Italian shoes and bags remain the most coveted fashion accessories, and it was concluded that a two-way exchange of craft and technology needs to take place between India and Italy, at this round table discussion held at the recently fashion week in the Capital.

fashion and trends Updated: Oct 18, 2016 08:57 IST
Etti Bali
The event was hosted by Francesco Pensabene, Trade Commissioner to India, Embassy of Italy, New Delhi and Sunil Sethi, President FDCI.
The event was hosted by Francesco Pensabene, Trade Commissioner to India, Embassy of Italy, New Delhi and Sunil Sethi, President FDCI. (Waseem Gashroo/HT)

A talk on trends with partner country of fashion week, Italy, hosted by Francesco Pensabene, Trade Commissioner to India, Embassy of Italy, and Sunil Sethi, president, FDCI, took place at NSIC grounds on Friday. The discussion, a part of the just concluded Amazon India Fashion Week, involved Salina Ferreti, VP, Assocalzaturifici, Orietta Pelizzari, trends analyst, Maria Soriano, fashion trend specialist, and fashion designers Sanchita Ajjampur and Rajesh Pratap Singh.

The participants spoke about the two-way exchange of craft and technology between Italy and India. Ferretti says, “Footwear is more complex than other fashion accessories, and great designers and accessories can be found in Italy’s footwear districts. We hope Indian stylists become a part of it.”

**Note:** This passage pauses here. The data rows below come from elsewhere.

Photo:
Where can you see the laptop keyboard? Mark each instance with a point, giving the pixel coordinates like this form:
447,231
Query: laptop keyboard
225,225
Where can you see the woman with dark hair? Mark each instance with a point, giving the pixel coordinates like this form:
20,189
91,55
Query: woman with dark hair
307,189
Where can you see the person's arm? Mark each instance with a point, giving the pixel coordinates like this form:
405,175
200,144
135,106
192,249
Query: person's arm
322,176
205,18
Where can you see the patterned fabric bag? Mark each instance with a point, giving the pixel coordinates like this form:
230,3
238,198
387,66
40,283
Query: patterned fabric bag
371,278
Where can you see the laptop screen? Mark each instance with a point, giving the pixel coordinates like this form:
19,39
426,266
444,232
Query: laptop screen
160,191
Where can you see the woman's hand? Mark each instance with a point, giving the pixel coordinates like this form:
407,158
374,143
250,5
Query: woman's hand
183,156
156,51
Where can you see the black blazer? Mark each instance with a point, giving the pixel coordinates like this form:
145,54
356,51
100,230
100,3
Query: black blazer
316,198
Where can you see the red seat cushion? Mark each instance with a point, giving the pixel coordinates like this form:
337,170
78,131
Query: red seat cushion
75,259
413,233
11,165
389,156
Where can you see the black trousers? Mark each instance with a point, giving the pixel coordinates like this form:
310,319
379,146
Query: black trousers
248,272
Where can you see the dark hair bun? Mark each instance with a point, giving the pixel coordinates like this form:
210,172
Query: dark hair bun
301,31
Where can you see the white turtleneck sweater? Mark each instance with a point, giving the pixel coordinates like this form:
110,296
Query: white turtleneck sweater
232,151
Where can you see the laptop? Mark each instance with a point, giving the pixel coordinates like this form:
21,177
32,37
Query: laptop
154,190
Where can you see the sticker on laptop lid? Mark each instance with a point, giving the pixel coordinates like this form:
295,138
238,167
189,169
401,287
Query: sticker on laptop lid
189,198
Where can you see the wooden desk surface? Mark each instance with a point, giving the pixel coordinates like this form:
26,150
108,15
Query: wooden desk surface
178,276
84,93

Ajjampur, who showed a video of her visit to Italy, believes that it takes a bit of magic to make a shoe. “Shoes are an object of desire. My work starts from the bottom up; I look at feet and then move up. Shoemakers are no less than surgeons and a lot of components and people come together to make footwear.”

The panel agreed that India can learn a lot from Italy about merging technology with creativity. Rajesh Pratap Singh says, “We made some wrong policies in the 60s and 70s. We couldn’t marry our craft with technology and discipline that Italy follows. That’s why they are on top. We are now trying to learn.”